It is difficult to dispute the fact that the room in which one records music in will have the most impact on the sound of the overall finished recording. So what does that really translate into? Let’s figure this out. I find it really interesting that many home and pro studio websites boast about how important it is to have an acoustically-treated room in order to make great recordings. Why?
Good question. They will tell you that standing waves in symmetrical rooms will effect the bass frequencies (and they do). They say that you need a non-resonant floor (well…ok) , extreme insulation to ward off outside noises (makes sense), and the space to isolate people, amps and instruments, along with an isolated vocal booth (hmm…sounds expensive). In other words, you are being told that the room should not contribute negatively to the recording by…….well, by not influencing it in any way.

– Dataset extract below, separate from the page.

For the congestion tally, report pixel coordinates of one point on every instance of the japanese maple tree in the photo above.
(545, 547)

What I find interesting is how a room can contribute in a positive way. The Internet is full of examples of famous and notable recordings made in some pretty wild places. Some of the infamous, large label recording studios in the past have been very large spaces full of their own audio characteristics. Some small studio spaces, such as the home of Motown originator Berry Gordy’s Hitsville U.S.A. Studio, a converted residence in Detroit, contribute a different sound.
The famous Jazz recording engineer, Rudy Van Gelder, brought many famous jazz artists to his parents’ home in Hackensack, New Jersey to record in the living room.
So, I guess my point, in a very condensed way, is that the imperfect room need not always be a detriment. A clever engineer will find ways to use it in the best way possible. Those thinking they need some elaborate studio to record in take heart. An imperfect room will only make you a better engineer and troubleshooter, and sometimes, by default, it will provide some acoustical magic of its own!